In Copenhagen in 1933, I treated a man who offered considerable resistance to uncovering of his passive homosexual fantasies. This resistance was overtly expressed in the extremely stiff attitude of his throat and neck, (“stiff necked”).  A concentrated attack on his defense finally caused him to yield, though in an alarming way.  For three days, he was shaken by acute manifestation of vegetative shock.  The pallor of his face changed rapidly from white to yellow to blue. His skin was spotted and motley.  He experienced violent pains in the neck and back of the head.  His heartbeat was rapid and pounding. He had diarrhea, felt tired, and seemed to have lost control. I was uneasy. True, I had often seen similar symptoms, but never in such violent form. Something had happened here that, while somehow a legitimate part of the work, was not immediately intelligible. Affects had broken through somatically after the patient had relinquished his attitude of psychic defense. Apparently, the stiff neck, which emphasized austere masculinity, had bound vegetative energies which now broke loose in an uncontrolled and chaotic manner. A person with an ordered sexual economy is not capable of such a reaction. Only continuous inhibition and damming-up of biological energy can produce it. (The biological energy and sexual energy are of the same nature and merit.)  The musculature had served the function of inhibition. When the neck muscles relaxed, powerful impulses, as if unleashed from a taut coil, broke through.  The alternating pallor and flushing of the face could be nothing other than the flowing back and forth of body fluids, i.e., the contraction and dilation of the blood vessels. This fits in extremely well with my earlier described views on the functioning of biological energy[…] Sexual life energy can be bound by chronic muscular tension, anger and anxiety can also be blocked by muscular tension […]
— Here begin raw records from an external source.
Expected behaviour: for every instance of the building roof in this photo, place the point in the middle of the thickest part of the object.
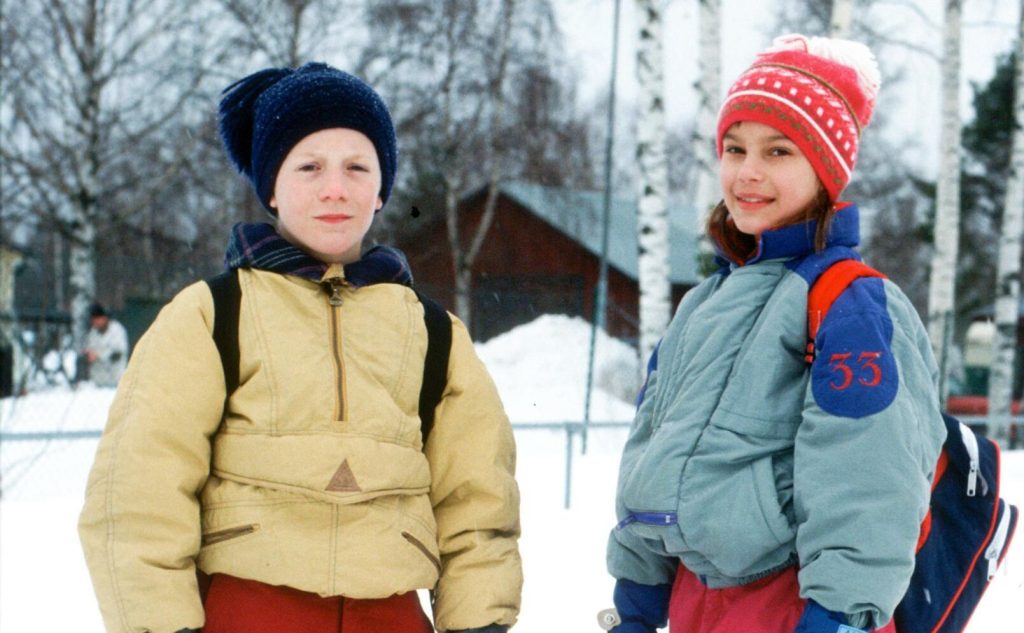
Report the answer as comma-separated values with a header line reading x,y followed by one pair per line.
x,y
578,214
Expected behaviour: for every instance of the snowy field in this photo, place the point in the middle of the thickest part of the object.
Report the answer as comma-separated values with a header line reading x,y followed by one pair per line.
x,y
541,370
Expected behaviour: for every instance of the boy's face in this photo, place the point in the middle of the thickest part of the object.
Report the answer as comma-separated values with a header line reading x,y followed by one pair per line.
x,y
327,193
766,180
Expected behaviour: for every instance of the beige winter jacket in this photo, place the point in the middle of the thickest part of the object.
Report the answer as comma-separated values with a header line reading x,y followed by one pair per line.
x,y
317,478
Character armoring was now seen to be functionally identical with muscular hypertonia.  The concept of “Functional identity,” which I had to introduce, means nothing more than that muscular attitudes and character attitudes have the same function in the psychic mechanism: they can replace one another and can be influence by one another. Basically they cannot be separated. They are identical in their function […]
The loosening of the rigid muscular attitudes produced peculiar body sensations in the patients: involuntary trembling and twitching of the muscles, sensations of cold and hot, itching, the feeling of pins and needles, prickling sensations, the feeling of having the jitters, and somatic perceptions of anxiety, anger and pleasure.
In “The Orgasm Reflex and a Case History,” which has been considered previously with more detail in our journal, Reich writes that, “It is not that under certain circumstances, a memory brings about an affect, but that the concentration of vegetative excitation and its breakthrough, reproduces its remembrance.”
In other words, the release of affect that is contained by physical and somatic contractions reproduces the memories that once were connected and attached to it. Reich expanded that idea:
Freud continually stressed that in analysis, the analyst was dealing solely with derivatives of unconscious, that the unconscious was not really tangible.  This contention was correct, but not absolute, it pertained to the methods used at that time, by which the unconscious could be inferred only through derivatives, and could not be grasped in its actual form.  Today, we succeed in comprehending the unconscious not in its derivative, but in its reality, by directly attacking the binding of vegetative energy.
The interested reader who has followed this article up to now should grasp the depth of Reich’s short statement during his interview with Dr. Eissler when he acknowledged the importance of Freud’s discoveries, but used them as a guide to elucidate the actual, literally informed position of the unconcscious. “You know where it becomes real?” Reich asked. “In the twitching which we get out of the organism in our work.”